Yesterday was a pearler. Jack and I set off on our walk mid-afternoon. It was twenty three degrees; I know because I checked it with my phone. (Unless things can be verified on my phone, they don’t exist.) It was not twenty three with bulbous cumulous clouds bouncing through the sky on a biting southerly. No. The sun shone constantly and a slight zephyr ruffled frilly autumn leaves; exactly and unexpectedly as the weather bureau predicted. Good get weather persons!

Jack likes winter. Dressed elegantly in his black and white fur coat, his preference for cold weather is understandable. He dashes, pirouettes, cartwheels and laughs as he delights in the chill. But when the mercury rises in summer Jack stalls – like a Melbourne to Pakenham train.

I’m not keen on winter. I wish I were a bear. I would happily hunker down – ensconced in my polar fleecy – on the first of June until Melbourne make the finals. (Okay okay… until some other bum teams make the finals.) That’s September and hey presto! It’s spring, Spring Carnival, cricket, bang – Christmas. Umm. Maybe not such a good idea, but you get my drift.
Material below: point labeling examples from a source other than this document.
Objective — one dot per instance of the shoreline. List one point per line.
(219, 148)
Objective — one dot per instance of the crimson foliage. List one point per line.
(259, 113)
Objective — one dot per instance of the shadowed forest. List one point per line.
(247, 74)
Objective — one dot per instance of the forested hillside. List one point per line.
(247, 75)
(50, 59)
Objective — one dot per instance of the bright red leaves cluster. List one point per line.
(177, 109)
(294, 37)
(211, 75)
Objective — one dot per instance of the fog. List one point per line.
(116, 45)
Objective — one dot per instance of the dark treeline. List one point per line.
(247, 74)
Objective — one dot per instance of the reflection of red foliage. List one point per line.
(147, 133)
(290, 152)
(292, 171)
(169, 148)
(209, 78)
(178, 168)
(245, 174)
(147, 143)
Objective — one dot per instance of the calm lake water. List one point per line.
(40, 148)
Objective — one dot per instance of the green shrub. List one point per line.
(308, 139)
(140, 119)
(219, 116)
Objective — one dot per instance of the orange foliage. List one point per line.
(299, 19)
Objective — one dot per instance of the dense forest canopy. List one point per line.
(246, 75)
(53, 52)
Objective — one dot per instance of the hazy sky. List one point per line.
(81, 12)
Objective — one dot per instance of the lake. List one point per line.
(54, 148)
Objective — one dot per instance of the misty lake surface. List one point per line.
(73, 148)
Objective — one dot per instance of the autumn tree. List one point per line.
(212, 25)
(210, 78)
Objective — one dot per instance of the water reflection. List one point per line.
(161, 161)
I want to avoid hotlessness.

When ‘climate change’ was first mentioned, it was couched in the glowing, tinderbox term of ‘global warming.’ (Don’t tell anyone, but I secretly desired torrid summers, smouldering springs and autumns, and slightly hottish winters.) However they didn’t actually say what they meant. While I was searching for resort wear and a pleasant cottage by the sea, what I should have been seeking was a cave-like residence half way up a hill that would withstand blizzards, hailstones the size of soccer balls (slight exaggeration, actually the size of really big baseballs) and wildfire. Because that’s what ‘climate change’ does. It messes with the weather as well as your mind, your dwelling…and your wardrobe. You don’t know whether you are numbing or glowing.
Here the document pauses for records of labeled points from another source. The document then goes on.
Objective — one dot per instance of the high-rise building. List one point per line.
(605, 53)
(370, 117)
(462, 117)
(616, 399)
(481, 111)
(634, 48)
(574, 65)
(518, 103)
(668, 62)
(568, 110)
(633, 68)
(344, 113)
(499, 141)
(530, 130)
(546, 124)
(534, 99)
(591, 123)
Dorothea Mackeller’s famous poem My Country celebrates the vagaries of the Australian climate with references to droughts and flooding rains. Apparently in 1908, the year she wrote the poem and also the year our treasured weather bureau was established, it was a hot year with five days of forty degrees and over. But since 1910 Australia’s climate has warmed by .9 degrees. (Not enough I say, but to be greedy about it would have a tinsy winsy devastating effect.) So switch your massive Bunnings fan on ‘cos  we ain’t seen nothin’ yet. The last thirteen years have been the hottest recorded. How did I miss that? I’m sure I spent one Christmas recently with the heater on all day and another, hitting home runs with those baseball sized hailstones. If Dorothea Mackeller was in awe of weather extremes then, she would take to her fountain pen now with glistening, sweat drenched grip and pen a more terrifying classic.
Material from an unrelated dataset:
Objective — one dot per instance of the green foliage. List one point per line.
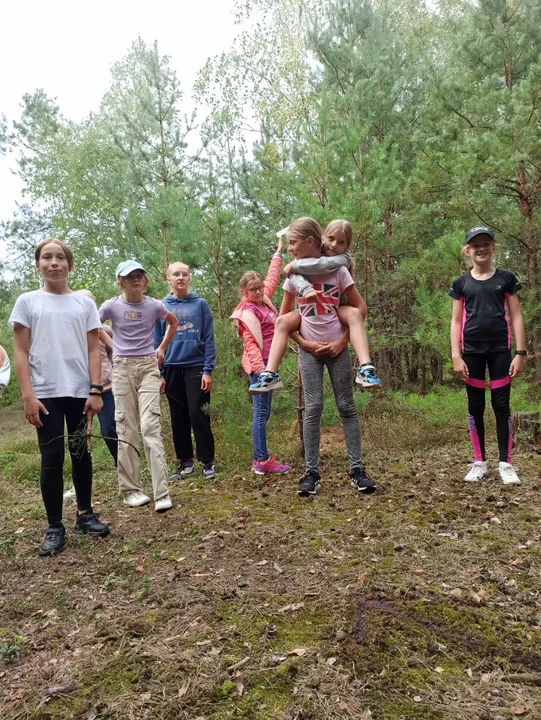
(411, 122)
She may have been happy to know that there is more of that “jewel-sea” that she so appealingly describes, as it has crept a little higher in the last hundred years – the same amount that it increased over the previous six thousand years. Little place by the sea? Nuh-uh.

So in my selfish desire for warmer weather and endeavours to contribute to climate change by overindulging in electrical appliance use, I also understand it’s a dumb thing to want, and I apologise. (Ha! No-one can see my crossed fingers except Jack and he’s not happy.)

And the weather today? It’s sunny, blizzardy, hailstoney, floody and droughty. Dorothea – heat your art out.


wordpress weather 1
Jack dashing about in the cool weather
wordpress weather 2
Climate change attire consisting of multi layers.
wordpress weather 3
Resort wear featuring holding a glass of champagne as future water supplies will be endangered.